Diversification Opportunities for Harmony Gold and Nordic Semiconductor
0.26 | Correlation Coefficient |
Modest diversification
The 3 months correlation between Harmony and Nordic is 0.26. Overlapping area represents the amount of risk that can be diversified away by holding Harmony Gold Mining and Nordic Semiconductor ASA in the same portfolio, assuming nothing else is changed. The correlation between historical prices or returns on Nordic Semiconductor ASA and Harmony Gold is a relative statistical measure of the degree to which these equity instruments tend to move together. The correlation coefficient measures the extent to which returns on Harmony Gold Mining are associated (or correlated) with Nordic Semiconductor. Values of the correlation coefficient range from -1 to +1, where. The correlation of zero (0) is possible when the price movement of Nordic Semiconductor ASA has no effect on the direction of Harmony Gold i.e., Harmony Gold and Nordic Semiconductor go up and down completely randomly.
Pair Corralation between Harmony Gold and Nordic Semiconductor
Assuming the 90 days horizon Harmony Gold is expected to generate 19.95 times less return on investment than Nordic Semiconductor. In addition to that, Harmony Gold is 1.54 times more volatile than Nordic Semiconductor ASA. It trades about 0.0 of its total potential returns per unit of risk. Nordic Semiconductor ASA is currently generating about 0.1 per unit of volatility. If you would invest 917.00 in Nordic Semiconductor ASA on October 26, 2024 and sell it today you would earn a total of 101.00 from holding Nordic Semiconductor ASA or generate 11.01% return on investment over 90 days.
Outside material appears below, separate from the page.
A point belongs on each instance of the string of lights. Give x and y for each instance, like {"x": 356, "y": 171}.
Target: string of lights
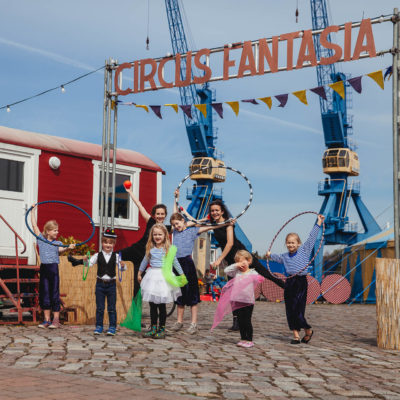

Time Period | 3 Months [change] |
Direction | Moves Together |
Strength | Very Weak |
Accuracy | 100.0% |
Values | Daily Returns |
Harmony Gold Mining vs. Nordic Semiconductor ASA
Performance |
Timeline |
Harmony Gold Mining |
Nordic Semiconductor ASA |
Harmony Gold and Nordic Semiconductor Volatility Contrast
Predicted Return Density |
Returns |
Pair Trading with Harmony Gold and Nordic Semiconductor
The main advantage of trading using opposite Harmony Gold and Nordic Semiconductor positions is that it hedges away some unsystematic risk. Because of two separate transactions, even if Harmony Gold position performs unexpectedly, Nordic Semiconductor can make up some of the losses. Pair trading also minimizes risk from directional movements in the market. For example, if an entire industry or sector drops because of unexpected headlines, the short position in Nordic Semiconductor will offset losses from the drop in Nordic Semiconductor's long position.Harmony Gold vs. ZIJIN MINH UNSPADR20 | Harmony Gold vs. Newmont | Harmony Gold vs. Superior Plus Corp | Harmony Gold vs. Origin Agritech |
Nordic Semiconductor vs. MagnaChip Semiconductor Corp | Nordic Semiconductor vs. The Boston Beer | Nordic Semiconductor vs. ON SEMICONDUCTOR | Nordic Semiconductor vs. ELMOS SEMICONDUCTOR |
Check out your portfolio center.Note that this page's information should be used as a complementary analysis to find the right mix of equity instruments to add to your existing portfolios or create a brand new portfolio. You can also try the Price Exposure Probability module to analyze equity upside and downside potential for a given time horizon across multiple markets.